The feeding habits of the Calif. Grays is not well know in the Captain’s experience tho they much prefer shallow water & even the close proximity of rocky shoals & beaches. They are the most vicious of all the whales and will attack small boats without any apparent provocation.

Although often appearing curious of humans in a harmless way, the Gray Whale has been known to ram into boats and also lift them out of the water. Whalers called them the "devil fish".

The speed of different whales was discussed and Capt. Lane said that usually whales traveled from 3 to 6 miles per hour when not excited or molested, but that Finbacks were capable of a maximum of 30 miles per hour, while Humpbacks & Sperms were not good for more than 18 & that for a short distance only.

The speed of the Finbacks accounts for the lack of parasites on them while the slow old Humpback is sometimes covered with barnacles & other parasites, fish lice, leeches, etc.

Cal. Grays can attain a 25 mile per hour speed for short spurts but they too are chunky & have a few parasites. The depth to which a whale can dive was discovered & Lane said that he had a Sperm Whale take out 1500 fathoms (=9000 feet) of line without moving the boat, the animal going straight down. This seems almost incredible – but considering their food – huge octopuses – they surely have to go very deep for them. The length of time of submergion [sic] too was talked of & sperms stay down from 45 mintues to 1 hour & 45 minutes, then on rising to the surface take a half hour or longer time to blow. Lane says that Finbacks & Humpbacks can go down 250-300 fathoms & that he had had Humpbacks break their necks on the bottom at 250 fathoms.

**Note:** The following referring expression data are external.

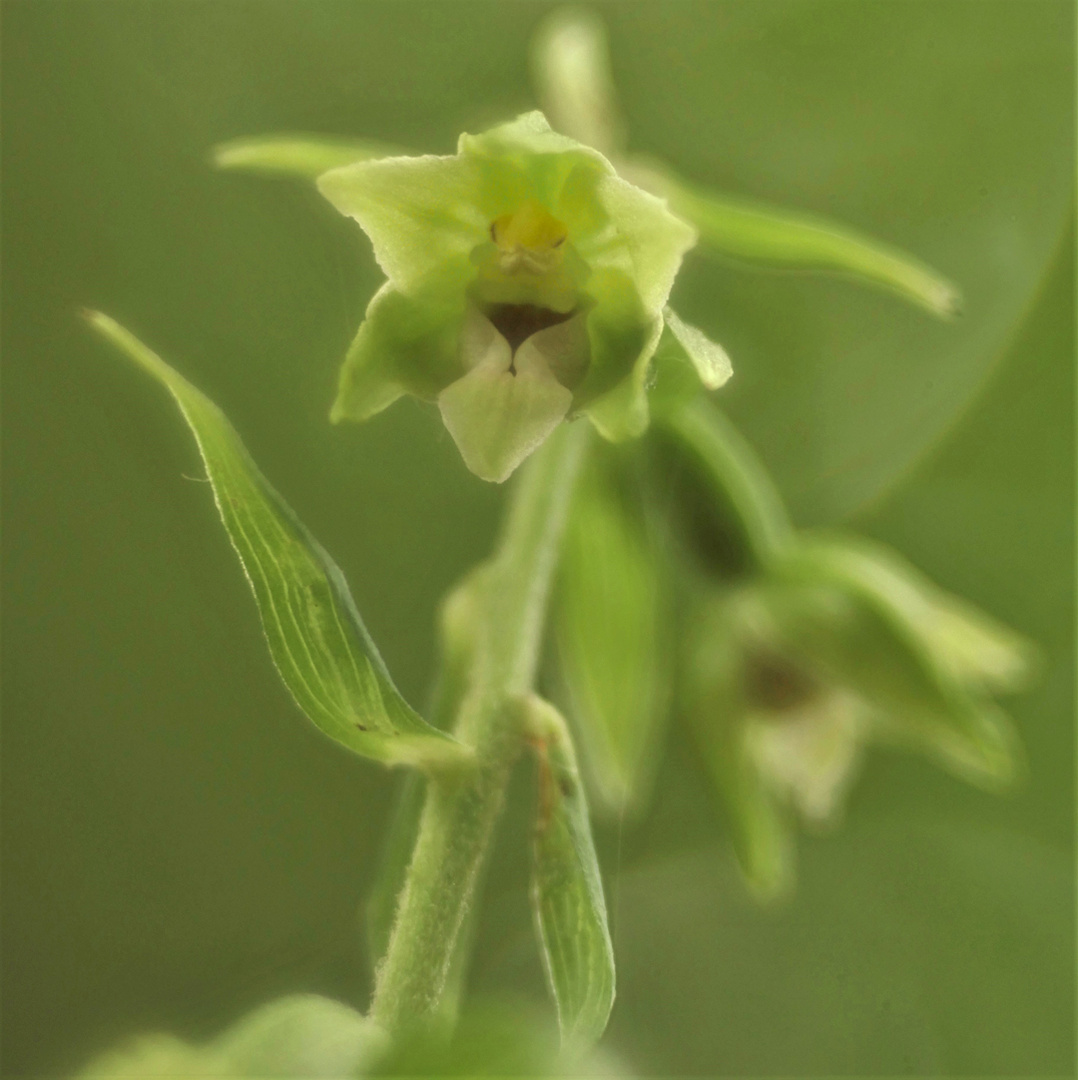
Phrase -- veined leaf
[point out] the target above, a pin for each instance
(305, 156)
(611, 649)
(315, 635)
(750, 230)
(566, 888)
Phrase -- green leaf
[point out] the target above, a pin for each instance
(716, 712)
(571, 66)
(300, 1036)
(857, 624)
(315, 635)
(750, 230)
(728, 483)
(304, 156)
(305, 1037)
(611, 648)
(566, 888)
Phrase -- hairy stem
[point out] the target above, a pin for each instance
(510, 605)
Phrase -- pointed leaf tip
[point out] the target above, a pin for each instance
(315, 635)
(566, 888)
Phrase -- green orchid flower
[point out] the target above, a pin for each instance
(809, 647)
(526, 283)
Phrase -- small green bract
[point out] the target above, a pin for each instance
(526, 283)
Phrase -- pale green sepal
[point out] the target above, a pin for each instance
(305, 1036)
(611, 647)
(655, 240)
(503, 408)
(726, 473)
(528, 137)
(571, 66)
(422, 214)
(974, 648)
(315, 635)
(304, 156)
(749, 230)
(404, 345)
(708, 359)
(566, 888)
(857, 630)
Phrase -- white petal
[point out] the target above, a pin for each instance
(498, 418)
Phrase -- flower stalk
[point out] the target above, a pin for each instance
(507, 598)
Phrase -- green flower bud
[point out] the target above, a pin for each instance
(527, 283)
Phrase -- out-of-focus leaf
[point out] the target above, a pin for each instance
(315, 635)
(571, 67)
(304, 156)
(749, 230)
(856, 624)
(611, 647)
(566, 888)
(726, 484)
(305, 1037)
(301, 1036)
(715, 709)
(151, 1057)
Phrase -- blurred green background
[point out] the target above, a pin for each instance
(179, 845)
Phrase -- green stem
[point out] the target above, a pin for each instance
(460, 811)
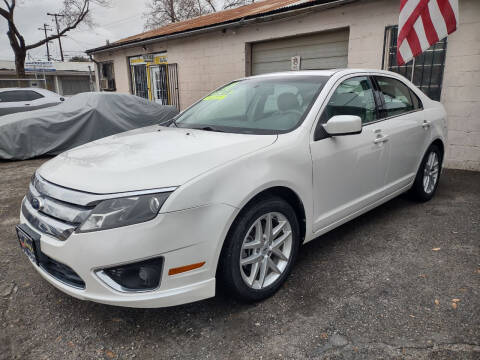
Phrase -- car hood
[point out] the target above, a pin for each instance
(147, 158)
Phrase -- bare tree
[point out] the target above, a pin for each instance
(74, 13)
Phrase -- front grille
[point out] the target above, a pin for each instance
(61, 272)
(46, 210)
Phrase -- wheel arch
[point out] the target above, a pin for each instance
(438, 142)
(284, 192)
(287, 194)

Bray and I talked over the prospects of more pictures of capturing whales & on Mr. Lane’s invitation on the morrow. Wrote a few notes & went down to take the ship at midnight, couldn’t find a skiff with oars in it so unfurled my blanket & slept or tried to sleep on the dock. I was warm enough but every time I drew a breath I was plumb awake for the wind was blowing directly from the cutting shed a hundred feet away & the stench was almost unbearable. That is the first time in my life that foul air has even kept me awake!